In the news
The Boston Globe quoted Associate Professor of Accounting Mary Ellen Carter about mistakes made by publicly traded Massachusetts companies in reporting executive compensation.
The release of the Center for Corporate Citizenship’s Corporate Social Responsibility Index report highlighting companies that are seen as most credible in terms of corporate responsibility was picked up by BusinessGreen.com, EnvironmentalLeader.com, and MotherNatureNetwork.com.
Forbes reported on new research by the Center for Retirement Research that individuals approaching retirement neither spend less nor increase savings after children leave their homes. Pensions & Investments cited another study projecting that public pension plan contributions could account for more than double their recent share of state and local government budgets by 2014. And the Center was referenced in a USA Today piece on working past 65 and the job challenges faced by baby boomers in their senior years.
Fast Company cited a presentation on social activism given at the Center for Work and Family’s twentieth anniversary conference.
Professor of Information Systems Mary Cronin’s most recent Smart Strategies column on TMC.net discussed a Website that will provide information about quality of care at hospitals. She also spoke with The Boston Globe about the success of Web retailer CSN Stores Inc.
Bloomberg News (also via Business Week) and Fox Business News, among others, reported on the financial reform panel sponsored by the Carroll School that featured U.S. Representative Barney Frank, FDIC Chair Sheila Bair, and Paul Volcker, chair of the President’s Economic Recovery Board. Professor of Finance Clifford G. Holderness moderated the discussion.

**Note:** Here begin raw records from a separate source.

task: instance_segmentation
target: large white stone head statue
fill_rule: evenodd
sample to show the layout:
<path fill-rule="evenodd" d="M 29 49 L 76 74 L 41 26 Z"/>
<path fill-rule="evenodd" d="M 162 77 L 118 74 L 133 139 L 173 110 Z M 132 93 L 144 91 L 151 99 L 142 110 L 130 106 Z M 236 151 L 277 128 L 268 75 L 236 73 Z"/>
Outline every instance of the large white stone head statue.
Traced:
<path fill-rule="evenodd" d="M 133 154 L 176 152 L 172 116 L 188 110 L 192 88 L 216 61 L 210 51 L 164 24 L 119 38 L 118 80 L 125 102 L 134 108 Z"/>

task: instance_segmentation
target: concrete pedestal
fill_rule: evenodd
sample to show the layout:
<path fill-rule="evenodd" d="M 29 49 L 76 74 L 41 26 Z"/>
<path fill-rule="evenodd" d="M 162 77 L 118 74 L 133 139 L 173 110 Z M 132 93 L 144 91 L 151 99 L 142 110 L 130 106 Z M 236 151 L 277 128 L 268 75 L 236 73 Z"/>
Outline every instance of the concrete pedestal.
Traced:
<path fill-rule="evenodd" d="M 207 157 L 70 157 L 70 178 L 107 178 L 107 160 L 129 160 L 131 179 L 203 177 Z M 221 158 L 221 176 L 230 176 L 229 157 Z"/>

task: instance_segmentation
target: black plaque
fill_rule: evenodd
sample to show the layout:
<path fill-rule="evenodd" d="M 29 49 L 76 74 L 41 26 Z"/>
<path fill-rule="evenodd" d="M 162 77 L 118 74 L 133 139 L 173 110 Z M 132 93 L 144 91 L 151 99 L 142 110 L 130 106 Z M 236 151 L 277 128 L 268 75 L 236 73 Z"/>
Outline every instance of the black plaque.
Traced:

The Australian Broadcasting Company and BusinessNewsDaily.com cited a new study by Assistant Professor of Marketing Henrik Hagtvedt that finds that buying just one luxury item can lead to an unintended budget-busting spending spree.
Brad Harrington, executive director of the Center for Work and Family and associate research professor of organization studies, was interviewed by The Boston Globe about work experiences at companies of various sizes.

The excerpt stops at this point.